TextTexting is a great way to communicate. If you have a smart phone, you know the convenience of texting, the fun of emojis, and the hilarity of gifs. Texting is great.

Texting is also dangerous. As a pastor, I regularly see relationships harmed because of text messages. Of course there are always underlying issues, and texting is never the real, root problem. But texting often makes underlying issues worse. Texting often takes small issues and turns them into big issues. Texting often adds fuel to an otherwise small fire. From my pastoral perspective (and personal experience), here are two times you should not text:

  • You should not text when someone is upset with you.
  • You should not text when you’re upset with someone.


It may be your spouse, a coworker, or a friend. But when someone is upset with you, or when you’re upset with someone, texting just isn’t the best mode of communication.

Maybe the biggest issue is the lack of “tone” and “body language” when you text. Even though the other person is not able to hear your tone or read your body language, they will assume they understand both. Once you hit send, you lose all ability to communicate through tone and body language. The danger is obvious. When a relationship is strained, the other person likely will not give you the benefit of the doubt. Instead, they likely will assume the worse about what (and how) you’re trying to communicate.

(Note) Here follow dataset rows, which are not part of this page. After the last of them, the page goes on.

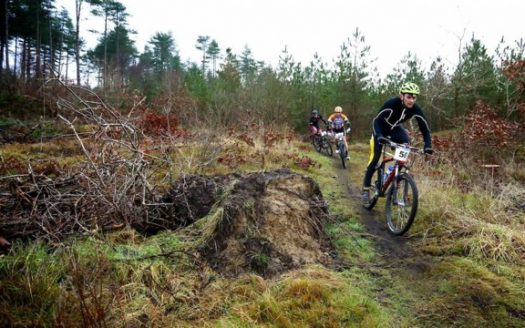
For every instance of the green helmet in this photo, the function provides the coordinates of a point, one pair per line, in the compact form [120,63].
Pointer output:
[409,87]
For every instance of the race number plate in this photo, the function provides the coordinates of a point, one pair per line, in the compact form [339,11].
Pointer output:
[401,154]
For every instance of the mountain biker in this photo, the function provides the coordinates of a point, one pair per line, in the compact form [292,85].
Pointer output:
[313,124]
[387,124]
[337,122]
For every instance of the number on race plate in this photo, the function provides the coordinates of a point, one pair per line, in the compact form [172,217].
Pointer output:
[401,154]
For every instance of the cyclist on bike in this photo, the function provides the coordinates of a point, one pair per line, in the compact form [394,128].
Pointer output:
[337,122]
[387,124]
[313,124]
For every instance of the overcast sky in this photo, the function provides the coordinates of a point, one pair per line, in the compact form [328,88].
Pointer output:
[392,28]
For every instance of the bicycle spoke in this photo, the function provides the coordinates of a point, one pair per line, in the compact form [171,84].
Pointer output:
[401,205]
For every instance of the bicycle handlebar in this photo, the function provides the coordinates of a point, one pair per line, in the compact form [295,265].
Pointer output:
[388,142]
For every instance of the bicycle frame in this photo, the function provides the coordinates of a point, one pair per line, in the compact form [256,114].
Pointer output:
[398,167]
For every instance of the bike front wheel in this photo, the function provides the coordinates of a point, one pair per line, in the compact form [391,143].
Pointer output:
[401,204]
[342,154]
[317,143]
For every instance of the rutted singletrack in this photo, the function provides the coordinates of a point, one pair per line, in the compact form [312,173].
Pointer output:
[395,251]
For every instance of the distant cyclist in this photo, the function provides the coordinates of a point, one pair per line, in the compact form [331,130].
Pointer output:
[387,124]
[313,123]
[337,122]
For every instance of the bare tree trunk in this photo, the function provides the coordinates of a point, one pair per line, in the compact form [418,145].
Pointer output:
[6,36]
[77,41]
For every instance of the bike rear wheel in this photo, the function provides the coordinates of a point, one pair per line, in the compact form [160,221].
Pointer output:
[401,204]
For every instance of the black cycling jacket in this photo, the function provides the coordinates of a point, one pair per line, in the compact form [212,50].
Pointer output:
[393,113]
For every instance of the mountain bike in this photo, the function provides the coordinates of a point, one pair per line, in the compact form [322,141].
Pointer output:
[398,185]
[340,146]
[322,144]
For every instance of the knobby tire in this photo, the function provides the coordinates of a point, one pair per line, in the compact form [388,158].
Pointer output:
[401,206]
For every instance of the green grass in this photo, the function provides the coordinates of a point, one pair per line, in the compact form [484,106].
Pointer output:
[469,272]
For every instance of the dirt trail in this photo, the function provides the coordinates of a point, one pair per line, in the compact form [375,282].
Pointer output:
[395,251]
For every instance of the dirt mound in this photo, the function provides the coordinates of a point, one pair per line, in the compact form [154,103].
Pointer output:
[265,222]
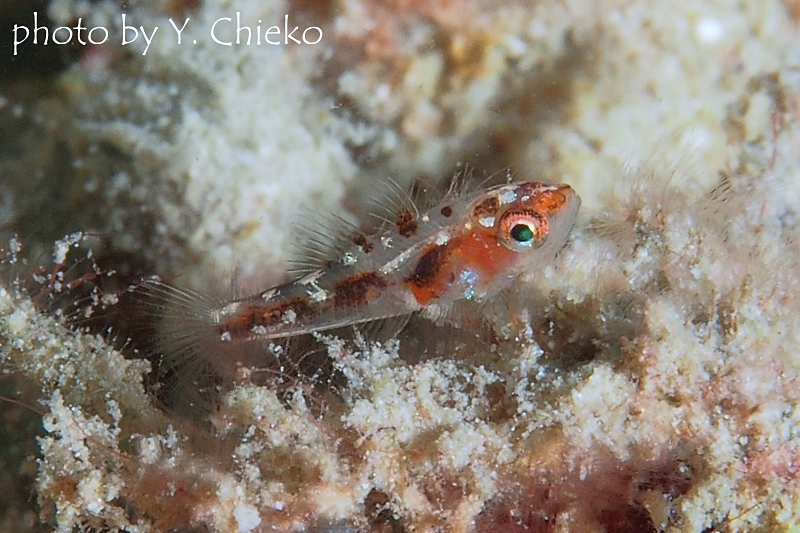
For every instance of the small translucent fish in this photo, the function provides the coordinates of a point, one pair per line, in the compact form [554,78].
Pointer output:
[468,247]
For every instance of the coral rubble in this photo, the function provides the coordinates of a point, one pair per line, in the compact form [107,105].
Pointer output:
[645,380]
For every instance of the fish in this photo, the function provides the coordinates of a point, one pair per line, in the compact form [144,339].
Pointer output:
[468,247]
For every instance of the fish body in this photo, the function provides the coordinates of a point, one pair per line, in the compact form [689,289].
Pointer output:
[468,247]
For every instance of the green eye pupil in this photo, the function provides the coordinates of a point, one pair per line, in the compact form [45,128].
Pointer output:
[521,233]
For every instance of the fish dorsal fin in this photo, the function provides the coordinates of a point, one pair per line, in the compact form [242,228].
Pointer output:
[317,239]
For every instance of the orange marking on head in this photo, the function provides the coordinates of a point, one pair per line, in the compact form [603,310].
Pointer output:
[549,202]
[441,266]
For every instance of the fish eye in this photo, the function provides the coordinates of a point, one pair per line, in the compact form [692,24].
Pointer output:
[523,230]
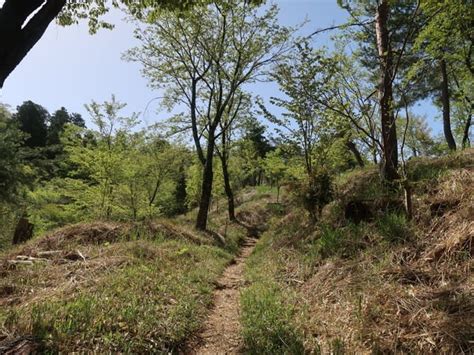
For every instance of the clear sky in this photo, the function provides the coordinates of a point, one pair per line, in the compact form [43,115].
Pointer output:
[68,67]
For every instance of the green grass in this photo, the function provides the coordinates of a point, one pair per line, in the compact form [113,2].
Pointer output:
[152,302]
[267,321]
[267,307]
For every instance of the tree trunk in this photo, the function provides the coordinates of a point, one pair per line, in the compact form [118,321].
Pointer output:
[228,188]
[16,37]
[448,134]
[225,173]
[466,143]
[23,231]
[389,133]
[353,148]
[206,187]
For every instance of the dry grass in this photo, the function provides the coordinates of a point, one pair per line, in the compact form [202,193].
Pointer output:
[414,296]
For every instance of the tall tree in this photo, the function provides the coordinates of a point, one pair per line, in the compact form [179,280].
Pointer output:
[32,119]
[447,42]
[58,121]
[385,46]
[203,60]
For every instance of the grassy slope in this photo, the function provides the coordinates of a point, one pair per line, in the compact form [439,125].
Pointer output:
[140,289]
[384,285]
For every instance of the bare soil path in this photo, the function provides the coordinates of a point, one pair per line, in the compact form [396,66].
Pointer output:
[221,331]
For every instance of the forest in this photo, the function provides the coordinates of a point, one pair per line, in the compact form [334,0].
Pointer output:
[328,217]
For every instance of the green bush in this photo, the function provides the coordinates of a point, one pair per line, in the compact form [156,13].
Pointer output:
[267,321]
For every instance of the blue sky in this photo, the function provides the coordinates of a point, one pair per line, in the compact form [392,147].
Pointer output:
[69,67]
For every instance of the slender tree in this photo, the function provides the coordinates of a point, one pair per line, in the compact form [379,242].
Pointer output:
[202,60]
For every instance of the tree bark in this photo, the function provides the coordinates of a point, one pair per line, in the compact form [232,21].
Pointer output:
[23,231]
[225,173]
[353,148]
[448,134]
[389,133]
[466,143]
[228,191]
[16,37]
[206,187]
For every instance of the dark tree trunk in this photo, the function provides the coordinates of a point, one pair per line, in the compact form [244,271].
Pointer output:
[224,156]
[228,192]
[206,187]
[23,231]
[466,143]
[227,187]
[448,134]
[16,37]
[389,133]
[353,148]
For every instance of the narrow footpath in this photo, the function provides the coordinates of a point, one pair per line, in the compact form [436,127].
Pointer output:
[221,331]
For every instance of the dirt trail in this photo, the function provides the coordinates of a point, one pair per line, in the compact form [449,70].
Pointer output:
[221,331]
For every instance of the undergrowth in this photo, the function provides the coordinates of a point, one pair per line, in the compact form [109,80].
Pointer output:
[384,284]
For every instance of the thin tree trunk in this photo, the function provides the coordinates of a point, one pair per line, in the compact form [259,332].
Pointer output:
[466,143]
[353,148]
[448,134]
[228,190]
[225,173]
[206,187]
[389,133]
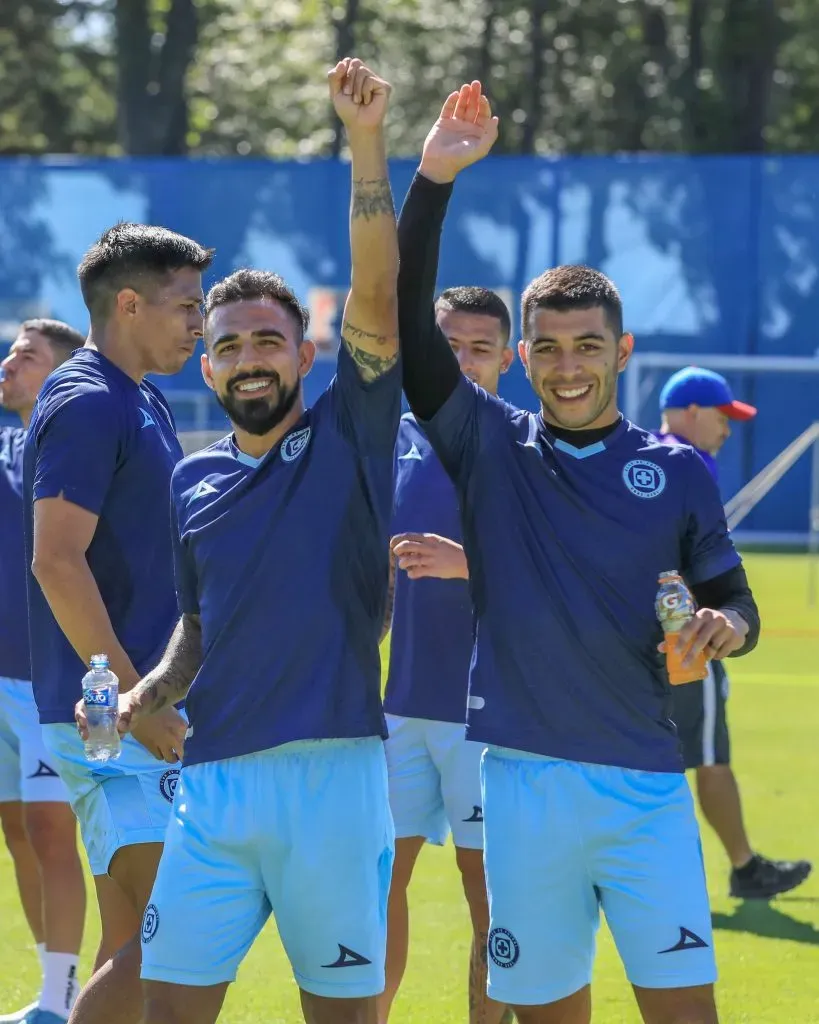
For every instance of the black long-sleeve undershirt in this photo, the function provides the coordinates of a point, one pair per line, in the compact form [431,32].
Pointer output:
[731,591]
[431,372]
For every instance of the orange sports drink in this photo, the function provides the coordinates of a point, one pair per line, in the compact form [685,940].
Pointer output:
[675,607]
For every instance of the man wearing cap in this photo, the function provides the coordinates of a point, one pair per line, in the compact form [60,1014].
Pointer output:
[697,407]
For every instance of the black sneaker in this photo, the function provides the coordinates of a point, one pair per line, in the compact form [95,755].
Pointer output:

A better approach is a phone call (where someone can hear the tone of your voice). Even better is a face to face conversation (where they can hear the tone of your voice, see your facial expressions, and read your body language). When you need to heal a strained relationship, this is a more “incarnational” approach to reconciliation. It seems to be more like what God has done for us through Christ. God didn’t just send a message to rebellious sinners, he sent his Son to provide reconciliation. Whenever it is possible, instead of pursuing digital reconciliation, I think we ought to pursue incarnational reconciliation.